Мари – крупная и костлявая, нимало не похожая на Селину, так что и не подумаешь, что они сестры. Только цвет волос такой же – сладко-карамельный, но локоны не пушистые, а гладкие и холодные, как текущая из крана вода. Острые скулы и тяжелая, волевая челюсть. Девушка, которую иногда хочется хлопнуть по плечу и назвать «своим парнем».

Тот, кого Эдвард накануне принял за карлика, оказался двенадцатилетним подростком, братом не то Петера – конопатого верзилы, не то синеглазого Рольфа. Мальчишка – рыжий, весь как будто ржавый, лицо, шея, кисти рук, а глаза точно покрыты пронзительно-синей эмалью. Откликался он на имя Рудик.
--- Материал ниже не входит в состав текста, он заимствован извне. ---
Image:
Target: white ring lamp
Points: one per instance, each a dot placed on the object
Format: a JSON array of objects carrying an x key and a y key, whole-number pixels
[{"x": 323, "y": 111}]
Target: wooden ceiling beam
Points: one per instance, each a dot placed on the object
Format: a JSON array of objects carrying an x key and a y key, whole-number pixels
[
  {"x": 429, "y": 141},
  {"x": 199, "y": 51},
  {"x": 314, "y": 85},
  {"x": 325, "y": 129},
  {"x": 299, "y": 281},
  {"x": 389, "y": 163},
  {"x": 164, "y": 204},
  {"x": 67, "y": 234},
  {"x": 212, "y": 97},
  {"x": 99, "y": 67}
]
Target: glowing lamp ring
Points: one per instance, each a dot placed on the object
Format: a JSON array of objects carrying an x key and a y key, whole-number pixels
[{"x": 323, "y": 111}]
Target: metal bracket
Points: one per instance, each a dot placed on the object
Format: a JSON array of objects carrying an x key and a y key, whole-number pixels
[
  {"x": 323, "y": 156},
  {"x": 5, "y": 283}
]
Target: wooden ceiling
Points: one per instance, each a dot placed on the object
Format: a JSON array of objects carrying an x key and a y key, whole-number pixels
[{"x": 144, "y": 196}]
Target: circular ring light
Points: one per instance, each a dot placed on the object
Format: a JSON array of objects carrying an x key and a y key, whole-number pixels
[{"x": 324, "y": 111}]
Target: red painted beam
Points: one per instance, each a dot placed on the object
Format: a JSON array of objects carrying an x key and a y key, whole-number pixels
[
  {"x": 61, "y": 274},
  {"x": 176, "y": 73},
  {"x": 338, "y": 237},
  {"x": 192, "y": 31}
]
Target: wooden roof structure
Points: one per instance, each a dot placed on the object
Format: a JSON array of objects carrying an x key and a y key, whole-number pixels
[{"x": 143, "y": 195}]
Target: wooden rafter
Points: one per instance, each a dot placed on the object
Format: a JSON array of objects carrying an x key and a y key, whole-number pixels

Была еще пара невзрачных парней, которые почему-то ели из одной тарелки и все время перешептывались, да полная девица с фиолетовыми губами и ногтями по прозвищу Биби.

– Друзья, среди нас сегодня новичок, – объявила Мари, и все взгляды обратились к Эдварду. Селина, заметив, что сестра не смотрит в ее сторону, стащила из корзинки целую пригоршню печенья. Аккуратно, стараясь не хрустеть, принялась набивать рот.

– Молодец, – Эдвард усмехнулся и пожал ей под столом руку. – Кушай.

– Давайте послушаем, – бодро сказала Мари, – что привело его к нам. Но сначала пусть каждый расскажет о себе. Для него – и друг для друга, для всех нас. Ну, кто начнет?

Первым встал застенчивый Рольф.

– У меня дома хранится семейный фотоальбом, – произнес, обращаясь не столько к «новичку», сколько к угрюмо сопящему Айзеку, и Эдвард подумал, что среди «призраков» существует пока неведомая ему субординация. – Много старых фотографий, а на них – танки в пустыне. И люди с автоматами. Я спрашивал у матери, она говорит, что это боевые действия не то в Африке, не то на Ближнем Востоке.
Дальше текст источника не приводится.